The impact on my application is minimal. I can use only what I need and ignore the rest. The code can be hosted anywhere and I can call it from anywhere else. You can upgrade the code a hundred times a year, change development platforms, push it out into the cloud or drag it back in-house; if the interface contract is honored, my client won't care. (Well, it won't care, modulo the odd glitches from half-wit SOAP stacks.)

Small wonder people remain excited about SOA, that even after ten years of hype and high-profile failures, we are still willing to beat our heads against this wall. It's worth the effort. When you get it right, the cost to reuse is nearly zero.

Technically, that is. SOA may have taken most of the platform issues out of software reuse, but it has done nothing to solve the far more challenging issues in managing reuse. These are well understood, but they still give reuse all the approachability of a feral pig. SOA is a beast for much the same reasons.
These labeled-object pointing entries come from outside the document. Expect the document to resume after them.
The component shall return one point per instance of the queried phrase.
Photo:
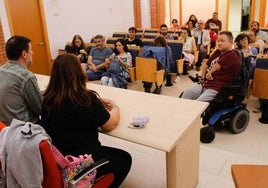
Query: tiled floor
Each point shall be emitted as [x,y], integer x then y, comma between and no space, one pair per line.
[250,146]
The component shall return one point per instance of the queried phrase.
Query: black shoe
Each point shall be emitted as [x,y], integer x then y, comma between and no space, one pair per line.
[157,90]
[147,89]
[168,80]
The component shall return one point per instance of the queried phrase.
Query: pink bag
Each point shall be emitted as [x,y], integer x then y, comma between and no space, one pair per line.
[72,166]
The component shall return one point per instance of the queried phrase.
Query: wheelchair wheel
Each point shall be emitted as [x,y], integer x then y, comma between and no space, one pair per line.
[207,134]
[240,121]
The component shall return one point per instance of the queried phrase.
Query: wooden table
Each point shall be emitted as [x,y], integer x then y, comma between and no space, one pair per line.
[173,128]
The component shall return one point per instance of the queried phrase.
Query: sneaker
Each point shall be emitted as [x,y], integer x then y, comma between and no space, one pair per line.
[157,90]
[177,79]
[257,110]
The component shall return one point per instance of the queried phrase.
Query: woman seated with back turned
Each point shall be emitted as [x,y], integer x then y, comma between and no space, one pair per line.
[72,114]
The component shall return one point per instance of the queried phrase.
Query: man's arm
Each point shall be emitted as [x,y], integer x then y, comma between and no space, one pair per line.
[91,65]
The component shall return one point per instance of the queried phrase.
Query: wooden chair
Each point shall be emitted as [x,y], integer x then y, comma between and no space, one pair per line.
[111,40]
[135,52]
[146,70]
[249,176]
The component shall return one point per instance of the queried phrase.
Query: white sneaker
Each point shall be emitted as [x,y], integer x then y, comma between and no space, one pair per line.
[177,79]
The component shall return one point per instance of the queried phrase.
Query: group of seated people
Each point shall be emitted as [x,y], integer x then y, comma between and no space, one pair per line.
[67,96]
[70,113]
[111,66]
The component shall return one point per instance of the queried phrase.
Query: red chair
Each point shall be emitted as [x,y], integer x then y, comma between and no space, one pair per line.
[52,175]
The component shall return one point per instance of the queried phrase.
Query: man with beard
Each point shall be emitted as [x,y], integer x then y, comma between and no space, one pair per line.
[217,72]
[98,59]
[19,92]
[255,26]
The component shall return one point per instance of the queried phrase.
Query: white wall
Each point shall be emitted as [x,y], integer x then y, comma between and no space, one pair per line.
[201,9]
[3,16]
[64,18]
[85,17]
[145,14]
[235,16]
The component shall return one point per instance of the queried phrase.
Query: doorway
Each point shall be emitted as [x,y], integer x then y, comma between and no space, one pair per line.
[246,4]
[27,18]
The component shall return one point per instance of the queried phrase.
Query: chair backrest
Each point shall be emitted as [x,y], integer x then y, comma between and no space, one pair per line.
[111,40]
[119,35]
[176,48]
[146,70]
[148,42]
[149,35]
[52,175]
[135,52]
[150,30]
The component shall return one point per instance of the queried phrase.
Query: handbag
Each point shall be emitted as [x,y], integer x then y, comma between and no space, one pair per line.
[71,166]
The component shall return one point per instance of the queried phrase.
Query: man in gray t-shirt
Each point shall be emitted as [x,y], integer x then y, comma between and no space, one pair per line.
[98,59]
[20,96]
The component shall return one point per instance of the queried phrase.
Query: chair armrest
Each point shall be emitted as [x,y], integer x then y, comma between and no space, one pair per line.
[179,63]
[81,175]
[132,73]
[196,53]
[159,77]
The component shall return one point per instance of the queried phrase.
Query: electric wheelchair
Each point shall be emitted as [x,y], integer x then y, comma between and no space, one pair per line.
[227,108]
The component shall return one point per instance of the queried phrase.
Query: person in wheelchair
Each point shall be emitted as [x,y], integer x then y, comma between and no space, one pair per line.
[226,107]
[217,72]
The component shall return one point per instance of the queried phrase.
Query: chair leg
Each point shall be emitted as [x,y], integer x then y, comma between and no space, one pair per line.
[168,80]
[147,86]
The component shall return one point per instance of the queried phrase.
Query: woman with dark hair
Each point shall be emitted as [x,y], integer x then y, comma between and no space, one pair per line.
[193,18]
[242,43]
[189,46]
[78,48]
[168,65]
[72,114]
[117,74]
[190,25]
[175,26]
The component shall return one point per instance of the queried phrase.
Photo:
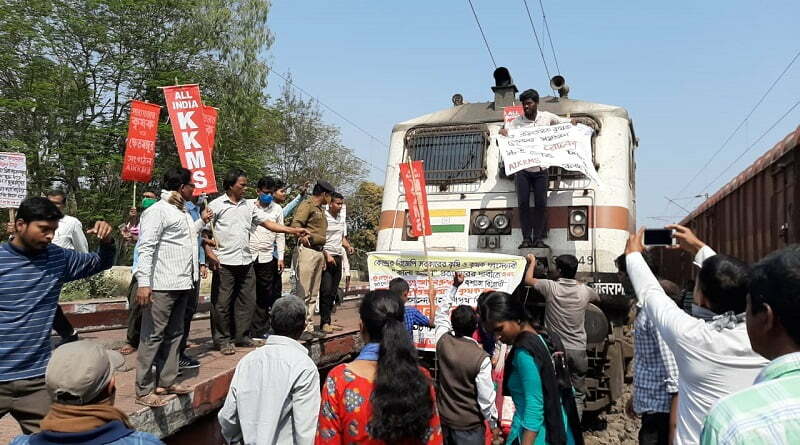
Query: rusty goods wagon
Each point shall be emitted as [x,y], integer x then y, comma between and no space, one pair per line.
[754,214]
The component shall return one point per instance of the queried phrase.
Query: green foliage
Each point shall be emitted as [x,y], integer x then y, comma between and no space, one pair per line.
[96,286]
[69,68]
[363,217]
[308,148]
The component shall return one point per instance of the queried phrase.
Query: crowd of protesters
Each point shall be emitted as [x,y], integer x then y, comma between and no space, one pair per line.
[726,372]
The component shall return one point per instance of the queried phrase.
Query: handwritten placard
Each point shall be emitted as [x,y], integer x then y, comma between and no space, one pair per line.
[564,145]
[13,180]
[482,272]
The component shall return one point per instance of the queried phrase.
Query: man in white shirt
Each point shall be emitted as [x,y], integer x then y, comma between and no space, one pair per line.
[167,273]
[69,235]
[336,247]
[533,177]
[466,393]
[714,357]
[264,243]
[274,396]
[233,286]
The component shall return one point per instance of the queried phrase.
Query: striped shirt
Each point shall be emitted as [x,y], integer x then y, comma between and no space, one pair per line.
[29,290]
[168,252]
[655,377]
[767,412]
[713,361]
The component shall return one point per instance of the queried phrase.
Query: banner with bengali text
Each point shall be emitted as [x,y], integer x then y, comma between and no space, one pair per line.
[564,145]
[413,176]
[482,272]
[186,115]
[210,125]
[13,180]
[140,147]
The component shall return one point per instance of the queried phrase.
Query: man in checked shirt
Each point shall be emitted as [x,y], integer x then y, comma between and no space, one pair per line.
[655,379]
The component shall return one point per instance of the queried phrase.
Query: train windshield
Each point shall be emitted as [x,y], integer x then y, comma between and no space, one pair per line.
[452,154]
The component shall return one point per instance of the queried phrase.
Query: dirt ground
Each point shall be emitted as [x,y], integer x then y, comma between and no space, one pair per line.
[620,429]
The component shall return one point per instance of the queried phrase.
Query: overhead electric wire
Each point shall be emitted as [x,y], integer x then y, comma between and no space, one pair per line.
[480,28]
[341,116]
[549,37]
[738,127]
[741,155]
[538,43]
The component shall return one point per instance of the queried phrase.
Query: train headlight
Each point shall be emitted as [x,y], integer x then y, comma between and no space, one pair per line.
[578,224]
[501,221]
[482,222]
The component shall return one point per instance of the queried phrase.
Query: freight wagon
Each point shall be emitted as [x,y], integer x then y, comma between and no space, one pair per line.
[753,215]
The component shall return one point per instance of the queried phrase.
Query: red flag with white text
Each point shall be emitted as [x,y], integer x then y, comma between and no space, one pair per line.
[512,112]
[140,147]
[413,176]
[210,125]
[186,114]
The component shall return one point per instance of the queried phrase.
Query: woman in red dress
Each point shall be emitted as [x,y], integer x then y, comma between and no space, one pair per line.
[383,396]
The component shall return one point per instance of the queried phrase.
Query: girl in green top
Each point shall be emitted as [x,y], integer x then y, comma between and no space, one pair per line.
[541,405]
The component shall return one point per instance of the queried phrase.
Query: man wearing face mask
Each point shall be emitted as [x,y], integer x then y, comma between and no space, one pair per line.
[311,261]
[263,242]
[131,233]
[233,286]
[168,273]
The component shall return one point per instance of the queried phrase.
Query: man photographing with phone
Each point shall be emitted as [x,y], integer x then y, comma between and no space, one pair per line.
[714,356]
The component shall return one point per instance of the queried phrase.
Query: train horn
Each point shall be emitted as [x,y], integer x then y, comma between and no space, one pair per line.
[559,84]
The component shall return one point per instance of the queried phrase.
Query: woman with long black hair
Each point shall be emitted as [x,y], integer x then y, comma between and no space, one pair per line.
[383,396]
[545,411]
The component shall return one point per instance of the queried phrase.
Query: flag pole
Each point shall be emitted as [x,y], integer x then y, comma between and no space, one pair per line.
[420,211]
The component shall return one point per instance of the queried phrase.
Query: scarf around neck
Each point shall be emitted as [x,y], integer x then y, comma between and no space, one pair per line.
[174,198]
[78,418]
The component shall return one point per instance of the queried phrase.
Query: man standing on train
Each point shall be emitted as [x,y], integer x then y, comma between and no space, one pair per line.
[533,177]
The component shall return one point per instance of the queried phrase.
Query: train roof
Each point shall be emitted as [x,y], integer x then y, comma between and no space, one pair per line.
[484,112]
[789,142]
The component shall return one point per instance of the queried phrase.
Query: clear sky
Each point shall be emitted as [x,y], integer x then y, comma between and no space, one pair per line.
[687,72]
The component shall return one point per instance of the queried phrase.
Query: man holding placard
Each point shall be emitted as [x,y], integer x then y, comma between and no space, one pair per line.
[532,177]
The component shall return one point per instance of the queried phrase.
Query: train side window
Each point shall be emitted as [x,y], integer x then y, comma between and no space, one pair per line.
[452,154]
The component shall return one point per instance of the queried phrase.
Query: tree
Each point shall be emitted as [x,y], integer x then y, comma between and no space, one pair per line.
[308,148]
[69,68]
[363,218]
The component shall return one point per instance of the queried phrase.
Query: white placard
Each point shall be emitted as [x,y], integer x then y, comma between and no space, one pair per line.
[564,145]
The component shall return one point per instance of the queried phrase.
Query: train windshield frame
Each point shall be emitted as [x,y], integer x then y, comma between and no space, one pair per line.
[453,154]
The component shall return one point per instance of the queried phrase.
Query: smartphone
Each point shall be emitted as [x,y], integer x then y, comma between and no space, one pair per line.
[658,237]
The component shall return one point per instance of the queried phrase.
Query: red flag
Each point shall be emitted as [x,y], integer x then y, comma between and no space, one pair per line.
[186,115]
[511,113]
[140,147]
[210,125]
[413,176]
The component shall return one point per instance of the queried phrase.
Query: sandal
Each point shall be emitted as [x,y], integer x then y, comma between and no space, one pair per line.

  • Reuse isn't just a different style of programming. It takes a highly disciplined approach, like feature-oriented domain analysis, to partition application functionality and identify critical reusable parts, and then focus investment on those parts. In SOA, it's about partitioning business functions and business processes, potentially re-engineering what's broken, and investing in those with the greatest potential.
  • Reuse brings disruptive change to the development organization. Talent is split between component builders and application builders, creating competition for who builds what. Same with SOA: you have service providers and service consumers.
  • Vendors are eager to portray technology as the solution. Reuse is achievable if only you will use our repository product, our base framework, our architecture planning tools, our software assessment suite. Likewise SOA: you can have it out of the box if only you purchase our ESB, our service registry, our governance solution, our data integration engine. Always eager for silver bullet solutions, IT managers get suckered time and again.
  • Reuse demands a different funding model. Component consumers are developers, not business users, and business sponsors are loath to pay for development of software that customers can't see and touch, or that isn't tied to specific projects. Developing an effective ROI model requires a high level of maturity in project management and accounting. The same goes for services.
  • Reuse also demands changes in business product planning. IT can't just be an order taker for the business, building applications in silos. Long-term ROI demands the reusable component base be a foundation for future products, and product planning must run in parallel with a roadmap for the components. Same with services.
Common pitfalls abound: trying to run the reuse teams like any other project , instead of like an internal product organization; use of shady ROI metrics like # of lines of code reused; failure to train developers and architects in new skills; ambitious executives over-selling pet platforms and methodologies as the key to success.

It's all too familiar. Sadly, SOA is just different enough from component reuse that we see it as a unique problem, and costly lessons from the halcyon days of software reuse go unheeded.

We ought to take another look at SOA and say, "Wait a minute… I recognize that guy."